Friday, July 02, 2004

The Nerd, The Suit and the Fortune Teller

I am currently being entertained by the nerd (Clemens Vasters), the suit (Rafal Lukawiecki) and the fortune teller (Pat Helland) on the last day of TechEd Europe. Fortune teller is reconciling nerd and suit by promoting service orientation as the thing that will bring business and IT together. Services represent aspects of the business, that decouple concerns at the technical level in line with how they have been separated at the business level.

The question that fortune teller has not answered is HOW we will decompose the business into maximally independent aspects? What are the rules of thumb to be used when analysing the business? During this conference there are some (Steve Cook, Pat Helland) who hint to people/business actors, their commitments to each other and conversations to reach these commitments as first-order concepts needed to start understanding (and model) business and the automated services that support the business. This is very much in line with my thinking, which has strongly been influenced by DEMO.

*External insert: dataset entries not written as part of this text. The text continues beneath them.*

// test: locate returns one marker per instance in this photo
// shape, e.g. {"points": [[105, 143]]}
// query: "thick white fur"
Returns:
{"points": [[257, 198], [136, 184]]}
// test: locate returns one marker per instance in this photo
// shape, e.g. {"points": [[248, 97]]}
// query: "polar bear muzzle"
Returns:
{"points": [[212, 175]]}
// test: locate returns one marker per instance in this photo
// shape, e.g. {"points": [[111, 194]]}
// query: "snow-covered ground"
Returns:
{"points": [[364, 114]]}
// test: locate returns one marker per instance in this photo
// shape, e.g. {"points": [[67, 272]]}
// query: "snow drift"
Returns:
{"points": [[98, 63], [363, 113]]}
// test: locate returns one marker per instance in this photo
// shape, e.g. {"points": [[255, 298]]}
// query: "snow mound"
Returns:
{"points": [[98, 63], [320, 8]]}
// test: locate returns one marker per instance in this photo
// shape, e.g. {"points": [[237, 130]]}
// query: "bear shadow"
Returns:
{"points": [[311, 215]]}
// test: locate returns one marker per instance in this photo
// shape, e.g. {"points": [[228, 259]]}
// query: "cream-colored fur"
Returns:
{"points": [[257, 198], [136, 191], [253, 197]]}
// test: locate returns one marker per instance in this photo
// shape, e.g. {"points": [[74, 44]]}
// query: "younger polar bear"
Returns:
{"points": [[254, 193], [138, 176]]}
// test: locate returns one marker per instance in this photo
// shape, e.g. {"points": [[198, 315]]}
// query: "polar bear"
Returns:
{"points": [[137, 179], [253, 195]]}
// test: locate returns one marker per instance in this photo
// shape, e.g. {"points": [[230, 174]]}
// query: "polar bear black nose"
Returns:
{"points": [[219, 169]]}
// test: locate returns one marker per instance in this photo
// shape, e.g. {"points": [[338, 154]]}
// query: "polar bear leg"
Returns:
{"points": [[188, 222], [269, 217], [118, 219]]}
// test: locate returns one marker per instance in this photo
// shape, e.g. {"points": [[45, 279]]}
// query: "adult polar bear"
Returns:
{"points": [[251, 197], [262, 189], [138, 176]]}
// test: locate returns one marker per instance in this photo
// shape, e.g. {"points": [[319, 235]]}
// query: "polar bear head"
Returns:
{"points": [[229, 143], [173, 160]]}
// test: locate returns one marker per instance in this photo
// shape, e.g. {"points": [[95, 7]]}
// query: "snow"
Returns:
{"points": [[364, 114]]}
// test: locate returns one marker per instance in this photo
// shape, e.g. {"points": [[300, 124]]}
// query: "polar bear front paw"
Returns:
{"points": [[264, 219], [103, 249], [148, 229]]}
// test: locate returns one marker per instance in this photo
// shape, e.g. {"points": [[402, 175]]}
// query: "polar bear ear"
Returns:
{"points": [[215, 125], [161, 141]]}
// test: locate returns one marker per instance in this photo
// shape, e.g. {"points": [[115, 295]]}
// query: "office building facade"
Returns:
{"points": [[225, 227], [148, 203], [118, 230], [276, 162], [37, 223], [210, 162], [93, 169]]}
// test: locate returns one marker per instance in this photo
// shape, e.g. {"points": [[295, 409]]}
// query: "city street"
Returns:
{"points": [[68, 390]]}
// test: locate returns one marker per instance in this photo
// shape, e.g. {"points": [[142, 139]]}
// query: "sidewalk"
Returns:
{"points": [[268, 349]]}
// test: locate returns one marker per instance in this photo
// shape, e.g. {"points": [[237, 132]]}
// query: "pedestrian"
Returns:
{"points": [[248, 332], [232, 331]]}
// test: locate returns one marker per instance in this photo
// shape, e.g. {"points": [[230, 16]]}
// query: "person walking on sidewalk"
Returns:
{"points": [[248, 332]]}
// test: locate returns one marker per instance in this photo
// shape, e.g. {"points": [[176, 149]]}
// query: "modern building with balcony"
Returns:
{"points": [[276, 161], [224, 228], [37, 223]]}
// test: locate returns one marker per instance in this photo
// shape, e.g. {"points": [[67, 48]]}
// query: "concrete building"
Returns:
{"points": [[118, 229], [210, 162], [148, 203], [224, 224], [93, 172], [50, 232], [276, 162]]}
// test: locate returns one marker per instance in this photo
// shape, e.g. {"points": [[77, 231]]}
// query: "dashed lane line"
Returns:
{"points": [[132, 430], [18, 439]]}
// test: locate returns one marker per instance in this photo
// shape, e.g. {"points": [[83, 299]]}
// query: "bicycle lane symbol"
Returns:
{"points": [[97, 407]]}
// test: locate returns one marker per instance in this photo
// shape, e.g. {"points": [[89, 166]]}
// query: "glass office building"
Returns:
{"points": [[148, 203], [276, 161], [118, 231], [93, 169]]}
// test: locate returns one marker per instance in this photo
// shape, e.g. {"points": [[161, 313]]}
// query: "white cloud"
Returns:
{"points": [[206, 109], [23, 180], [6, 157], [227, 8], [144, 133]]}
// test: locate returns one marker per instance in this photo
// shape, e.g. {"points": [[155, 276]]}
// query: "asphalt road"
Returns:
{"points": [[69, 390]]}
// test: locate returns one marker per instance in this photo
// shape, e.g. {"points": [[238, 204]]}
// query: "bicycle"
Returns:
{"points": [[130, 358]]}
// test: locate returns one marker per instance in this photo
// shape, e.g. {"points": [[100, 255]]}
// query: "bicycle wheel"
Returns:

My advise would be to first determining the roles that are played by people in a business (using communication patterns). As a next step you can define a (candidate) service for each of the identified roles. Each service performs activities that are the responsibility of the people in this role but can be delegated to software.

1 Comments:

Anonymous Anonymous said...

Hi Gerke,

I think the work you have been doing on comms patterns for identifying services is extremely important. DEMO is on my reading list because there is a serious dearth of information on how to do this. We should build an exemplar SO system using those ideas and write about it. And I can help do the evangelizing for you! :-)

One other thing that intrigues me is how comms patterns might relate to module maps? Do you have an idea?